Lin GX, Kotheeranurak V, Zeng TH, Mahatthanatrakul A, Kim JS. A longitudinal investigation of the endplate cystic lesion effect on oblique lumbar interbody fusion.
Clin Neurol Neurosurg 2019;
184:105407. [PMID:
31398631 DOI:
10.1016/j.clineuro.2019.105407]
[Citation(s) in RCA: 4] [Impact Index Per Article: 0.8] [Reference Citation Analysis] [Abstract] [Key Words] [Track Full Text] [Journal Information] [Subscribe] [Scholar Register] [Received: 12/27/2018] [Revised: 05/20/2019] [Accepted: 06/30/2019] [Indexed: 12/21/2022]
Abstract
OBJECTIVE
To determine longitudinal effects of changes in endplate cystic lesions on oblique lumbar interbody fusion (OLIF), the relationship between bone healing and endplate cystic lesion changes, and clinical significance of cyst formation.
PATIENTS AND METHODS
A total of 107 segments in 67 patients who underwent OLIF between January 2013 and July 2016 were examined in this retrospective study. Using computed tomography, radiographic examinations of endplate cystic lesion, positive or negative cyst formation, cage subsidence, and fusion status were performed. Clinical outcomes were measured using visual analogue scale (VAS) pain scores, Oswestry disability index (ODI), and modified Macnab criteria. Outcomes were compared with preoperatively and postoperatively.

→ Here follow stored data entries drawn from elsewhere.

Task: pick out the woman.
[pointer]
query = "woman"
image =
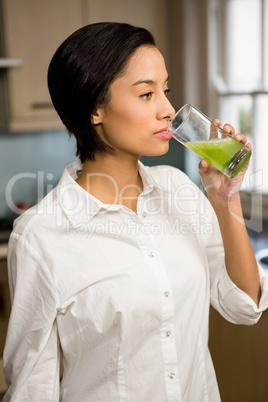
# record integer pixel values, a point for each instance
(116, 267)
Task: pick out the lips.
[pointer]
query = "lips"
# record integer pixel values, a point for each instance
(164, 133)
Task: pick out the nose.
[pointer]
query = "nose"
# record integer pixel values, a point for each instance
(166, 110)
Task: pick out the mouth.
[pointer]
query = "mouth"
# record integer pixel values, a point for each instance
(164, 133)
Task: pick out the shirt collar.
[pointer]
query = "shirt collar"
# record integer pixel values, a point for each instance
(80, 206)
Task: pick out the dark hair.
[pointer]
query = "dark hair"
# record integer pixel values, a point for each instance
(81, 72)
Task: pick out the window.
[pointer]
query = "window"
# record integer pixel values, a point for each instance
(238, 74)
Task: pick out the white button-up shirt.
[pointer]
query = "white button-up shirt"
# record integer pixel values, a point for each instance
(124, 296)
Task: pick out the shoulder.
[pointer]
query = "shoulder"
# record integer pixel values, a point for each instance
(39, 220)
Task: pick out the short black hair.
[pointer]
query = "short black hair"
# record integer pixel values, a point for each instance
(81, 72)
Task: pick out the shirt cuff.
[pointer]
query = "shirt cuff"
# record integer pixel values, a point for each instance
(237, 305)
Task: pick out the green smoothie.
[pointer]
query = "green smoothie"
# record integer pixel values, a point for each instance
(220, 152)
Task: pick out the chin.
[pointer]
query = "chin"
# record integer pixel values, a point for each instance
(157, 151)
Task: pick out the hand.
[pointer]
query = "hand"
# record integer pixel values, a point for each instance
(218, 186)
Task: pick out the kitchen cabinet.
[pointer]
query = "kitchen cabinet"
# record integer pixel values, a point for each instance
(240, 357)
(31, 30)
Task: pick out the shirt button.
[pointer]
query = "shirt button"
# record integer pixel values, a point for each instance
(151, 253)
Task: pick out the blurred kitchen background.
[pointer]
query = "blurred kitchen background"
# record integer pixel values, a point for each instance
(216, 53)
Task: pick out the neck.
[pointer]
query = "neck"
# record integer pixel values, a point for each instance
(111, 180)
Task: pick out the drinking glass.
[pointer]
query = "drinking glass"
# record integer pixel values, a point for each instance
(197, 132)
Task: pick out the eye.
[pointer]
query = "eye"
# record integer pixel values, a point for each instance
(147, 96)
(167, 91)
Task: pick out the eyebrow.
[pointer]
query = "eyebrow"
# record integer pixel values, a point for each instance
(150, 82)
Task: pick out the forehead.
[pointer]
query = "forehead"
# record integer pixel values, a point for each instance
(146, 61)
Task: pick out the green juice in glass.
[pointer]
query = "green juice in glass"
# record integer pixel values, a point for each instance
(222, 153)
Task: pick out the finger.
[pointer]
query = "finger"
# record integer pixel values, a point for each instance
(242, 138)
(217, 122)
(228, 128)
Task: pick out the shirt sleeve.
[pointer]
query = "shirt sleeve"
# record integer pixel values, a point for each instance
(230, 301)
(31, 354)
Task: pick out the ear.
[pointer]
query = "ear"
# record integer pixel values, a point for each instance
(96, 116)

A logistic regression analysis was performed to evaluate the relationship between measurements for endplate cysts.
RESULTS
The fusion rate after OLIF was 94.4% at 2-year follow-up, with 86% of cases reporting satisfactory outcome (based on modified Macnab criteria). A significantly higher (P < 0.01) VAS score for back pain was observed in the cystic lesion group than non-cystic lesion group at 6-month follow-up. Cage subsidence significantly increased the risk of non-union (odds ratio [OR]: 17.24; 95% confidence interval [CI]: 1.67-178.09). Positive cyst sign was a significant risk factor for cage subsidence (OR: 8.52; 95% CI: 2.73-26.62) while cage subsidence was also a significant risk factor for positive cyst formation (OR: 8.37; 95% CI: 2.71-25.89).
CONCLUSIONS
Cystic lesion may increase back pain in the early postoperative period. However, the preoperative cystic lesion does not aggravate a positive cyst formation or affect the final clinical result. Positive cyst formation was a significant risk factor for cage subsidence. In addition, cage subsidence was a significant predictor of non-union. Thus, the authors can speculate that positive cyst sign was potentially an indirect predictor of non-union.